Adding New Devices And Automation Rules Safely

Imagine your app for hardware-intensive applications already manages smart plugs over BLE and MQTT. You want to add:

  • A Zigbee bridge managed purely over HTTP, such as in an ESP32 project
  • A new automation rule “If device is offline for 10 minutes, notify user” with offline functionality

You would:

  1. Extend devices feature through SDK integration
  2. Add new types, for example ZigbeeBridge.ts.
  3. Extend deviceApi.ts with getBridges, updateBridge.
  4. Add new screens and components for bridge detail and setup, including native module calls for custom protocol support.
  5. Extend automation, not devices, for rules
  6. In automation/types/AutomationRule.ts, add OfflineRule.
  7. Update automation/services/ruleEngine.ts to evaluate connectivity rules with low energy consumption.
  8. Add OfflineRuleEditor.tsx in automation/components.
  9. Reuse shared pieces
  10. Use shared ScreenContainer and Button so UI stays consistent.
  11. Use shared/hooks/useAppStateEffect to handle background/foreground events for connectivity and cloud synchronization.

Nothing here requires touching BLE or MQTT code if the bridge is pure HTTP. The app remains responsive during complex hardware interactions via JavaScript Interface, synchronous layout updates, and concurrent rendering.

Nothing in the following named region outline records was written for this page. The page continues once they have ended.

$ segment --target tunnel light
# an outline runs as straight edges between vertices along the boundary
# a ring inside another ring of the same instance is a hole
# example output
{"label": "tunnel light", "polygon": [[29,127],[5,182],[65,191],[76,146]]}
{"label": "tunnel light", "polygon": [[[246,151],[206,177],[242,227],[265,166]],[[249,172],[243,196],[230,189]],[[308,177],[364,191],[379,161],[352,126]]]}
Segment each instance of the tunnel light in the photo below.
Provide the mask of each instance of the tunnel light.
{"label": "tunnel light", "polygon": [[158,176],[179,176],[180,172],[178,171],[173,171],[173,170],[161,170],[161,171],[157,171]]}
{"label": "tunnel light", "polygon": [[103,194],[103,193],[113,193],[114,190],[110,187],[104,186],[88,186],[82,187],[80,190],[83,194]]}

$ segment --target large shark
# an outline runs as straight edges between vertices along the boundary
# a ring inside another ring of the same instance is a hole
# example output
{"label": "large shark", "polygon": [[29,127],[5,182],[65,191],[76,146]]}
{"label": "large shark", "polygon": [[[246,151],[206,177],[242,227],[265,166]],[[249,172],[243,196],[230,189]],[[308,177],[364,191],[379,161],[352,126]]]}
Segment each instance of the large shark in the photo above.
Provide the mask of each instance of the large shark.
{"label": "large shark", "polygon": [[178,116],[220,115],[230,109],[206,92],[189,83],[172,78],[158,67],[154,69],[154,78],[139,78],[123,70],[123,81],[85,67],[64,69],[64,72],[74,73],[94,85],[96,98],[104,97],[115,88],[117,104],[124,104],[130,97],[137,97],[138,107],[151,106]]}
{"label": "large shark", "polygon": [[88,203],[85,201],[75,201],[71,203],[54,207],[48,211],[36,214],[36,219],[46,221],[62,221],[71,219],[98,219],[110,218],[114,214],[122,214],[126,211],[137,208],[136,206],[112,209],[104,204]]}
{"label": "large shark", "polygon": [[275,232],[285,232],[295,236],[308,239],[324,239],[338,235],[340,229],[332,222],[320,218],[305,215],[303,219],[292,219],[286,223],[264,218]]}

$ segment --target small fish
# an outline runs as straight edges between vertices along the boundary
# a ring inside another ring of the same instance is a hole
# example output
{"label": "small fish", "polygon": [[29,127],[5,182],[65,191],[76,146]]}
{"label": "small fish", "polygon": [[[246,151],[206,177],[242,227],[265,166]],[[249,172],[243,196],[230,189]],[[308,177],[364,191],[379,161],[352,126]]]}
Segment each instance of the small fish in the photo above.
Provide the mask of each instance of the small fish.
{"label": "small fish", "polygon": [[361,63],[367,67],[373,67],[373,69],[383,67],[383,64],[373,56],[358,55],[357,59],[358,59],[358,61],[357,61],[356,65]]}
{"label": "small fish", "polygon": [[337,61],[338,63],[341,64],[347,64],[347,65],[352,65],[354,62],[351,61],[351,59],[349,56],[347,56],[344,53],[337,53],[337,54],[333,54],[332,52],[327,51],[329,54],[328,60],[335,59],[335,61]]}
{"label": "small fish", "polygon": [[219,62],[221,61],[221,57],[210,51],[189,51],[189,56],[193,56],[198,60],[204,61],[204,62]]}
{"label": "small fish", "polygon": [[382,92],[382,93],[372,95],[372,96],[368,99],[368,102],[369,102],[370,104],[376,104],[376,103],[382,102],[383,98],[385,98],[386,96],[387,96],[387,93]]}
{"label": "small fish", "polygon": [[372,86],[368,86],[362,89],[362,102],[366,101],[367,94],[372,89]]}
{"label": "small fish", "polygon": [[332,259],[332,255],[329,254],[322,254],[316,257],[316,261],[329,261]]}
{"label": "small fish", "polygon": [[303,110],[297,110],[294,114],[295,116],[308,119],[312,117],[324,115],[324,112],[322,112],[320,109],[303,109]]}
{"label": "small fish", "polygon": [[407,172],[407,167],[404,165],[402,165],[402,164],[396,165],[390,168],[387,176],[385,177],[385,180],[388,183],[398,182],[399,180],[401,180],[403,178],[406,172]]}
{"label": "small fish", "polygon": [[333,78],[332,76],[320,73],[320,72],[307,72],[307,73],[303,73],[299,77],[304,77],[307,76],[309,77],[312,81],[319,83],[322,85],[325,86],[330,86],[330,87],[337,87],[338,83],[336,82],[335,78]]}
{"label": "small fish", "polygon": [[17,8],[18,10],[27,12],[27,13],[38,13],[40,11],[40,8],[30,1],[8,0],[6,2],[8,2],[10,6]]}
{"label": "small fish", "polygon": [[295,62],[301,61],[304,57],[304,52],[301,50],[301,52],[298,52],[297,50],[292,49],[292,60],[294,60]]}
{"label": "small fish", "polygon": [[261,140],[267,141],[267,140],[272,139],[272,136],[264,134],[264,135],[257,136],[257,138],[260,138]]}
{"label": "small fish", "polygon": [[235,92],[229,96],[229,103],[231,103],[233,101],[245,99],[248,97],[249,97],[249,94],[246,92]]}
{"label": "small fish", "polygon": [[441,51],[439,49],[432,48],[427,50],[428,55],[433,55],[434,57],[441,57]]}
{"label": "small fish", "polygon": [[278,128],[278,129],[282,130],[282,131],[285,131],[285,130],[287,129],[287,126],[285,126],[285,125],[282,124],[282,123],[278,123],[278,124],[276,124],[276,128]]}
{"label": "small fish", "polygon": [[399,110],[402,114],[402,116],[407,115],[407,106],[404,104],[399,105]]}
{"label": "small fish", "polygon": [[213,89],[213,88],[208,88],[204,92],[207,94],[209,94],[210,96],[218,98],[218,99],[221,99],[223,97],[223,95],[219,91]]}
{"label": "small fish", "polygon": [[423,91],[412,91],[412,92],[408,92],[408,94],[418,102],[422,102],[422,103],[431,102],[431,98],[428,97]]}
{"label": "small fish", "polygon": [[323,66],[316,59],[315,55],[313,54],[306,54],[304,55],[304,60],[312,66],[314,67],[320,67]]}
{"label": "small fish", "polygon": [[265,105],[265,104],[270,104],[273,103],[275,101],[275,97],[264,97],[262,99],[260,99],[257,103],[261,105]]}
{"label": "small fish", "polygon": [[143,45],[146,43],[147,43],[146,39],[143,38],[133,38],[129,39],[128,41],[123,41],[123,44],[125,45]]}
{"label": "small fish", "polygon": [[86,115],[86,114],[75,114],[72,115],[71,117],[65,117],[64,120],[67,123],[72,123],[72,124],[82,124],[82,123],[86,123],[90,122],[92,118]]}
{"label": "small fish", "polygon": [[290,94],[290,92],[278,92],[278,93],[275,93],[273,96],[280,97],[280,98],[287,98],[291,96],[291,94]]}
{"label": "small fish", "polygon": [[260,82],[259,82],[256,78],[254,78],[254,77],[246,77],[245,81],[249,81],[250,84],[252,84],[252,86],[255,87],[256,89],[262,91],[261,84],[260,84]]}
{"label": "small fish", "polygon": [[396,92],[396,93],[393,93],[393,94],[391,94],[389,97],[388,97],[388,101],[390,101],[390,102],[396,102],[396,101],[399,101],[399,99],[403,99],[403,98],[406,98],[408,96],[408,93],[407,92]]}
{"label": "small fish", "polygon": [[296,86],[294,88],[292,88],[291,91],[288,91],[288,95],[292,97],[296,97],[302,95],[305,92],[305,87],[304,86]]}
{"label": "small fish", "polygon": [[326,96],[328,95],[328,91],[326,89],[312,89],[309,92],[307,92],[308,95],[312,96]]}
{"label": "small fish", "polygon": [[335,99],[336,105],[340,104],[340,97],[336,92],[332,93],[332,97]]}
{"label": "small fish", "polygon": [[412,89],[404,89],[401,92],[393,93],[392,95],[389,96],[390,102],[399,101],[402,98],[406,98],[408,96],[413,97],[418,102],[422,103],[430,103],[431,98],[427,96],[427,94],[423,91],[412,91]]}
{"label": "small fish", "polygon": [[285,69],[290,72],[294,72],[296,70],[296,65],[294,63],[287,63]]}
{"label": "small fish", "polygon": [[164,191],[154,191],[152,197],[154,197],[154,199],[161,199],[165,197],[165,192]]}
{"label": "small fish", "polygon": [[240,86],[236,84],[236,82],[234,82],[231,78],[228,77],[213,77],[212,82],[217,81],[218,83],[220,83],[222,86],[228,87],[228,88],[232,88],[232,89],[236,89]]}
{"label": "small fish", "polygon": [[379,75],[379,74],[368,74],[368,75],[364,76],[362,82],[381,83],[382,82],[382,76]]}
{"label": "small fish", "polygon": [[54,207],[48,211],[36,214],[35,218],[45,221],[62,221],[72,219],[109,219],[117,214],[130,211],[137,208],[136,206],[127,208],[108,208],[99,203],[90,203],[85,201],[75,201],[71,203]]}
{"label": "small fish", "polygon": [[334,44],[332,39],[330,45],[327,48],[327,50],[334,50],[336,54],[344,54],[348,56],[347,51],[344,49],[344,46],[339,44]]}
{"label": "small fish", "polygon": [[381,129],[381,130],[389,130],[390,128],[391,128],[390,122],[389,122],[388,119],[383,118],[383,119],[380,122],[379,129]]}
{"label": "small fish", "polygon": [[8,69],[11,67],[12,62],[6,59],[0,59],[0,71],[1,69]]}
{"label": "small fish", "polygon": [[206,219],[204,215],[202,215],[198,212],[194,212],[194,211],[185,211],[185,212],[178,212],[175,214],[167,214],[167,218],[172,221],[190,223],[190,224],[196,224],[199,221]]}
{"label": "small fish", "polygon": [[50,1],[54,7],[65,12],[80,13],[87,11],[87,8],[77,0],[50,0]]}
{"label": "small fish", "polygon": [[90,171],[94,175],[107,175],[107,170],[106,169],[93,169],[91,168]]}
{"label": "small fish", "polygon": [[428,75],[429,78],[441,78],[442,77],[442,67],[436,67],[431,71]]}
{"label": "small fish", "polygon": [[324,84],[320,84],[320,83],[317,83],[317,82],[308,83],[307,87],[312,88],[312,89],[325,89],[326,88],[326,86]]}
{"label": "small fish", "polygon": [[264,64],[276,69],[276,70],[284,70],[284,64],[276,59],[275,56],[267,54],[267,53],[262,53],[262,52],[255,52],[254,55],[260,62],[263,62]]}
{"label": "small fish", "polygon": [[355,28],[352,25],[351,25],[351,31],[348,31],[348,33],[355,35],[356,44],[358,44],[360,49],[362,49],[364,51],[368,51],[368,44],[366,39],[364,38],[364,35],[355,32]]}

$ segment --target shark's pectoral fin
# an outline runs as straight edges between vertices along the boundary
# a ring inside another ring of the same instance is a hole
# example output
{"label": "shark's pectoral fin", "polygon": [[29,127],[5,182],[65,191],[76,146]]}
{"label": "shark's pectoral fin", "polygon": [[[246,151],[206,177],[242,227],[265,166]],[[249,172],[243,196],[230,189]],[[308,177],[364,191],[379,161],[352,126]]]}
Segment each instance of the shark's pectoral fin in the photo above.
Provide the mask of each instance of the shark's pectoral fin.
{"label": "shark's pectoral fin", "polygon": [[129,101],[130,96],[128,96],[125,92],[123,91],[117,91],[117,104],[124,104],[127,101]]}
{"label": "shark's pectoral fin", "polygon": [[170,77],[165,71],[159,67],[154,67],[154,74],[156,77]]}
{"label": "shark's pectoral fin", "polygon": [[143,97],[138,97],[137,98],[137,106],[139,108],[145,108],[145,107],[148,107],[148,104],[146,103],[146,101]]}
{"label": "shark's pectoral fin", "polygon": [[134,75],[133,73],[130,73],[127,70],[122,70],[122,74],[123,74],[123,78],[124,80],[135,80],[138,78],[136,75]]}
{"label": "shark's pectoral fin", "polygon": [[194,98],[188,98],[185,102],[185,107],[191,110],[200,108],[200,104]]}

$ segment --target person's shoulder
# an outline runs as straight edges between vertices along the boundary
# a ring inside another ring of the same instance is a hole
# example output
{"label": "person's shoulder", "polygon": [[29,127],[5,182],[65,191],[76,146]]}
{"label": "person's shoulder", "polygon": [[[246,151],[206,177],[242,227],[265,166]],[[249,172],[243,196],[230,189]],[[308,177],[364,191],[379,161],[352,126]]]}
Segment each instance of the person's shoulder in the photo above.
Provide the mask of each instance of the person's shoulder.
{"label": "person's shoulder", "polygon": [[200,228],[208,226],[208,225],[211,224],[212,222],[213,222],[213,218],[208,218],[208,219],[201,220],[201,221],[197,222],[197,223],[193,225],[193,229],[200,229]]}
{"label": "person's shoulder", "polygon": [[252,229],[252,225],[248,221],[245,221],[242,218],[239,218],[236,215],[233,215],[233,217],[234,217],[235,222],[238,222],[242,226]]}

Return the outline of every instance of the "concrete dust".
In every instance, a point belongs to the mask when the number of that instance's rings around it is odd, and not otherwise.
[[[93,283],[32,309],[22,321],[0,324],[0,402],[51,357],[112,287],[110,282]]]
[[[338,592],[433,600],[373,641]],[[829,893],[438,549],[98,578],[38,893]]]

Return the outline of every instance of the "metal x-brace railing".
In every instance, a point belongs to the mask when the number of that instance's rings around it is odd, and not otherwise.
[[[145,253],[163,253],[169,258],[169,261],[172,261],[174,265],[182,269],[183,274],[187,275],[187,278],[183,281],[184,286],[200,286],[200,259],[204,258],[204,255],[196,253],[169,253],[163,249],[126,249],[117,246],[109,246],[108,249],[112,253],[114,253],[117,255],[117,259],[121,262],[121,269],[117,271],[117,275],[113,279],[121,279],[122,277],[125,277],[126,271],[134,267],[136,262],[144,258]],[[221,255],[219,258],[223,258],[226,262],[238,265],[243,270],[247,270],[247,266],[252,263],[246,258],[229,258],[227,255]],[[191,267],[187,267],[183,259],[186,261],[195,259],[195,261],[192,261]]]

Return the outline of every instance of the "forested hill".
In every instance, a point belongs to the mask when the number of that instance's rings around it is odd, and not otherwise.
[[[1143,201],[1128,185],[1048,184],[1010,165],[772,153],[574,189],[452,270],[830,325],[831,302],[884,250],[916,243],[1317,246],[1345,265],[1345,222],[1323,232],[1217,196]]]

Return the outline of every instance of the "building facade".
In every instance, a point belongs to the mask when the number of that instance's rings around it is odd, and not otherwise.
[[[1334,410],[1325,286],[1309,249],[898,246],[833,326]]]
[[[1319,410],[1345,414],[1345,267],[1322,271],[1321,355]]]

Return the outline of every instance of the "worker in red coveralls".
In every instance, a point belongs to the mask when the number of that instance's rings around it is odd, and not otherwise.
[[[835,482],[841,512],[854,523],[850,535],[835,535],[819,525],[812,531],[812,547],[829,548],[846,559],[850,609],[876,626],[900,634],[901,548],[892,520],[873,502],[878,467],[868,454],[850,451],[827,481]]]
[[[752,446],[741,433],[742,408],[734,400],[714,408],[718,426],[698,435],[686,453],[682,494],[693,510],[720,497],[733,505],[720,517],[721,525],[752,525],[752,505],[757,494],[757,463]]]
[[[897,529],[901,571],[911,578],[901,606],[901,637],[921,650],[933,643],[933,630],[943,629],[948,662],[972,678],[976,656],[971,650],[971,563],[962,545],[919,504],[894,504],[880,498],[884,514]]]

If later you get a requirement to support MQTT direct to devices through additional SDK integration, you extend devices/services/mqttClient.ts and the rule engine, not the whole app.

If you prefer not to build all of this from scratch, a boilerplate such as IoTfast gives you a similar structure with BLE, MQTT, authentication, dashboards, and device firmware wired in for the full IoT stack, so you can focus on your specific devices and automations.

Conclusion: Make Your React Native IoT Architecture Boring To Grow

A clean feature-first structure makes your React Native IoT Architecture boring in the best way. Features sit in clear folders, communication protocols stay behind service boundaries, and shared code is small and predictable.

Start by grouping around devices, automation, auth, and settings, then let new requirements plug into those modules instead of inventing new ones every sprint. Over time, your mobile app development grows in scope, not in mess.

Take a look at your current tree, pick one feature, and restructure it along these lines to align with the New Architecture. After shipping a couple of changes in the new layout, you will not want to go back.